Others will prefer the pool. Pevsner says that "none of this is for the faint-hearted" (1:283).

If you like the Barbican, of course, you'll love The Heron.

But if you like the Heron, and can afford it, you might just be drawn back to the river and, if not to Cheyne Walk, then to The AlbionRiverside, designed (again) by Norman Foster and crew. Three-bedroom apartment on the fifth floor, water side: 2.45 million pounds.

Too rich? Try these apartments on Warwick Crescent. You'd never know it, but the view's pretty good.

For price details, try http://houseprices.landregistry.gov.uk/sold-prices/Montagu+Square,+london

See?

Course, you have to look the right way. Either that, or learn to learn the A40.

Then there's this, the most expensive apartment building in London, developed by the Candy Brothers with Qatari funding. Advertised as One Hyde Park, the building offers one-bedroom apartments starting at six million pounds. For that, you get armored glass and a ton of respect, plus a Lamborghini dealership on the ground floor.

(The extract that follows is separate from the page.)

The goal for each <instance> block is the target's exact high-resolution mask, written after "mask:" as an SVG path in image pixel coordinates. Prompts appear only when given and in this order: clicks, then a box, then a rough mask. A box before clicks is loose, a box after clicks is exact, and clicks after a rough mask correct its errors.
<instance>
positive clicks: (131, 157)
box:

The copper fins keep out prying eyes.

We've trotted a few blocks down Glebe Place, not for these terraces but something around the corner.

There's an old school behind the wall. It's most recently been the Jamahuriya School.

It's hard to see the thing.

Anyway, it's doomed, marked for replacement by something even pricier than One Hyde Park. It will be The Glebe, marketed as London's most expensive apartment building.

Yes, a few plain-vanilla highrises have made their way into the city. Here's The Quandrangle on Norfolk Crescent. It's just a few blocks from Paddington Station. You can get a two-bedroom flat on the fourth floor for 1.1 million pounds. No: it hasn't been touched since it was built, so you'll probably want to shell out a bit on updates.